Key Takeaways
- Recessions reduce competition from overfunded companies that cannot justify their burn.
- The best hiring markets for startups are often during economic contractions.
- Customers who buy during downturns are typically higher-value, more committed customers.
The standard advice to founders during economic contractions is to be careful: extend runway, cut costs, focus on profitability. This advice is not wrong. But it misses a set of advantages that economic downturns specifically create for early-stage companies.
The Competitive Landscape Simplifies
During boom cycles, capital is plentiful and competition is intense. Companies that should not survive on the basis of their unit economics are sustained by easy capital. When the cycle turns, those companies face hard decisions that they often do not navigate well. The result is a competitive landscape that simplifies: the undifferentiated, poorly-managed, and overvalued companies exit the market or contract, leaving more room for companies with genuine product-market fit and sound economics.
Talent Becomes Available
Some of the best hiring Saim Abbasi has done, and has seen portfolio companies do, happened during market contractions. Senior operators who would have been unavailable or unaffordable during a peak market become open to conversations during downturns, particularly operators who have equity situations that are less compelling than they were 18 months earlier. The talent market that is difficult for startups during boom cycles is frequently favorable during contractions.

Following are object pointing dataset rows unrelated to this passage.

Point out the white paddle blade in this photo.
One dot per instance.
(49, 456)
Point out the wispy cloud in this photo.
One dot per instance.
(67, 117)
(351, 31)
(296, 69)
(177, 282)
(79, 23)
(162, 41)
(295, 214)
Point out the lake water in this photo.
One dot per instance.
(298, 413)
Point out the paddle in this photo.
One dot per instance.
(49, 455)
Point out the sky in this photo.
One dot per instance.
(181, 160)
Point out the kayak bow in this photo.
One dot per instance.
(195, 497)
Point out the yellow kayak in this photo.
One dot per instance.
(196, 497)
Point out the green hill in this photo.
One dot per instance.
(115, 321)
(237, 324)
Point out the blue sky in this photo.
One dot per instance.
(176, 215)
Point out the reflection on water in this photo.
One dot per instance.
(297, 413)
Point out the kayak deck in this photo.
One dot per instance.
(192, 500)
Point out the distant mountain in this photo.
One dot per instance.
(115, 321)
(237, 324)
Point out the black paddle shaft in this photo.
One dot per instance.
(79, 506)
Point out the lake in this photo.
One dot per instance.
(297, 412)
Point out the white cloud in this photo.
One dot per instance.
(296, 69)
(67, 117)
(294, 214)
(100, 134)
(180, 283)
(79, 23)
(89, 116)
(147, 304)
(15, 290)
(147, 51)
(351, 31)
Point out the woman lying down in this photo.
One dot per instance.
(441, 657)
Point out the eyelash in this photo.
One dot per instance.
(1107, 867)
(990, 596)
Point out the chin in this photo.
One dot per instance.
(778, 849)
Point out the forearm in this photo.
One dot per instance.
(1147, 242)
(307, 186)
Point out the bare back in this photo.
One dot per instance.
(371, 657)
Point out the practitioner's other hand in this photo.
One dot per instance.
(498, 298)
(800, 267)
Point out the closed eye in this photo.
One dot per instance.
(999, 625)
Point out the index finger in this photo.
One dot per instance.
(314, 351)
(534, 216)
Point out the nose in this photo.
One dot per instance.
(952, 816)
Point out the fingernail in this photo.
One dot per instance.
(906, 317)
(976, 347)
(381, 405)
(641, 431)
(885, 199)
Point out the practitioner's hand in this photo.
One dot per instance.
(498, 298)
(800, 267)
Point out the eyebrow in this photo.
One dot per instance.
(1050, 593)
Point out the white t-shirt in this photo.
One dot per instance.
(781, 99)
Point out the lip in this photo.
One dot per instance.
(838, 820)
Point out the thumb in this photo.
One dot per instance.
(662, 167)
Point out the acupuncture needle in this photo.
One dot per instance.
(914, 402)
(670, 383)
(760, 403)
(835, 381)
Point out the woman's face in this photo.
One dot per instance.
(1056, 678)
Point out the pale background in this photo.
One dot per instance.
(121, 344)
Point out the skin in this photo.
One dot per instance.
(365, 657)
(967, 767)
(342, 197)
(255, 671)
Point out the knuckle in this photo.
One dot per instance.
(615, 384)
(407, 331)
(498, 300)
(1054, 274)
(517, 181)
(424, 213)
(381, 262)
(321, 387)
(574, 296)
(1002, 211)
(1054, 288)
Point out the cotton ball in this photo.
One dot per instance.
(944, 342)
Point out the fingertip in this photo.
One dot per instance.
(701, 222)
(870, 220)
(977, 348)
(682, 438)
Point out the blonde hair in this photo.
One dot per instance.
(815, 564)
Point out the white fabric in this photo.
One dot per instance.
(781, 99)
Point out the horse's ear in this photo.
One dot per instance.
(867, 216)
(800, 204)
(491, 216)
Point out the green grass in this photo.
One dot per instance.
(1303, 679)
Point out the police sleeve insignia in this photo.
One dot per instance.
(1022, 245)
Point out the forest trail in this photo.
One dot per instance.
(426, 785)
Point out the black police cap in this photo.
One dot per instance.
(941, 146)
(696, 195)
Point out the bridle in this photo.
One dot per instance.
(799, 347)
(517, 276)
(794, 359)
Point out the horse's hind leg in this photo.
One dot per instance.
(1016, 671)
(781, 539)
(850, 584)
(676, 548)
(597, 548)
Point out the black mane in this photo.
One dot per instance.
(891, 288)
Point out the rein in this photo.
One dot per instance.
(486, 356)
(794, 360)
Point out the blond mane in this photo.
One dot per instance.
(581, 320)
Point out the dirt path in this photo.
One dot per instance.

The Customer Quality Signal
Customers who buy from an early-stage company during an economic downturn are making a deliberate choice in a context where every dollar is scrutinized. Those customers are typically more thoughtful about their decision, more committed to making it work, and more valuable as references than customers acquired during a period when budget approval was easy. The downturn cohort of customers often produces better retention numbers than the boom cohort.
"Companies built in downturns tend to be leaner, more focused, and more customer-driven than those built during boom cycles."